The Danes, in a word, have reinvented the chicken. It lays 500 eggs an hour -- each four times larger than a normal egg, hard-boiled, without the shell and wrapped in clear plastic.

"The 'long egg' is a real timesaver," says V. Halkjaer-Lassen, managing editor of Dansk Andels, whose engineers devised the new chicken -- a machine made to mass-produce long eggs for catering services, institutional kitchens, and restaurants. "And there's no waste."

He says that companies like SAS Catering, which supplies in-flight meals for Scandinavian Airlines, use up to 2,500 eggs a day and find the long egg a godsend.

The idea for the long egg -- made from the real thing and, of course, tasting the same -- came from Cornell University in the 1960s.

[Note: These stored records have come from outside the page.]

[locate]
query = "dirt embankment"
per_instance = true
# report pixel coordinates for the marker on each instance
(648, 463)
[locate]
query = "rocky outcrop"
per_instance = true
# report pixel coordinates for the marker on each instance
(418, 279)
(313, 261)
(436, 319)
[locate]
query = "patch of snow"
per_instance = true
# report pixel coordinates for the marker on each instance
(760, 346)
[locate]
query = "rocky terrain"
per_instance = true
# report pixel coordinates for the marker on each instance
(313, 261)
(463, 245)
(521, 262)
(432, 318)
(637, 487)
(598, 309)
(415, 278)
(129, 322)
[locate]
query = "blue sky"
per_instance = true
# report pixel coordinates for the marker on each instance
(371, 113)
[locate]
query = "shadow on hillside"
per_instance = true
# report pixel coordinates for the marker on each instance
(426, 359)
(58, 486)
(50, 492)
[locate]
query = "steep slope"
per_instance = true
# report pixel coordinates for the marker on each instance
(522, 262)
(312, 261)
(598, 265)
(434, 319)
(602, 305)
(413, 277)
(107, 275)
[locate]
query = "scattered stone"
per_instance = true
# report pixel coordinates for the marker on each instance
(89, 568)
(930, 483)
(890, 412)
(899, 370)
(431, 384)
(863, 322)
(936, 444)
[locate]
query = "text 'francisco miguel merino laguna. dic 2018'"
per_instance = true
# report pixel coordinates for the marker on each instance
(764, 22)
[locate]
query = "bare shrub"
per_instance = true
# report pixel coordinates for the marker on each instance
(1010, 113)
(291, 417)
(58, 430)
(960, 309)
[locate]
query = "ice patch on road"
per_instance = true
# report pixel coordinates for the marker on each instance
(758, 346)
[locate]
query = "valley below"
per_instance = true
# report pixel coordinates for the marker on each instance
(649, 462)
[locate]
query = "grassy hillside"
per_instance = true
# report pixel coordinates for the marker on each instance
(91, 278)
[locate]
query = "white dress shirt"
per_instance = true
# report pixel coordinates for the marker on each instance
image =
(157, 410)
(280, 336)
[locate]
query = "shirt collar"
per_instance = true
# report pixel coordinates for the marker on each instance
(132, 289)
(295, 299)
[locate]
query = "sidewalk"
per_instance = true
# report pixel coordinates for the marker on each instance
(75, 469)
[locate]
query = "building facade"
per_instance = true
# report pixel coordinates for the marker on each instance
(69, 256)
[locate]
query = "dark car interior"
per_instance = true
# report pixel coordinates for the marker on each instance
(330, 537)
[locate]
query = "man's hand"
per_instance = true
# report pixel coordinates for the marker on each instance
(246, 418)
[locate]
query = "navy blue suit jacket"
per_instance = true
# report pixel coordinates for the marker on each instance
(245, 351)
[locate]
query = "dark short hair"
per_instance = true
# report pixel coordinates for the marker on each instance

But it was Dansk Andels, which employs about 300 people, that put the long egg on the map several years ago by figuring out how to make them by the dozen. Today, the company has three machines working at its plant in Roskilde, west of Copenhagen. It has sold the license for the machine in Japan and several East and West European countries.

The road from chicken to long egg begins at a machine that breaks normal eggs by the hundred, separating the yolks from the egg whites. The two components are then dumped separately into two huge overhead tanks and allowed to come together again by dripping into stainless-steel tubes end below. There, they are also hard-boiled and, after they cool, are wrapped in foil and packed 10 to a box. Each egg contains about 40 slices.

Last year, Danks Andels, owned cooperatively by 300 egg producers, manufactured and sold more than 220,000 long eggs, half of them in Denmark and the rest outside the country in Frnce, West Germany, the Netherlands, and Britain. It was the company's best year.

A company official says that Dansk Andels would like to sell long eggs in the US, although freight costs could make that prohibitive.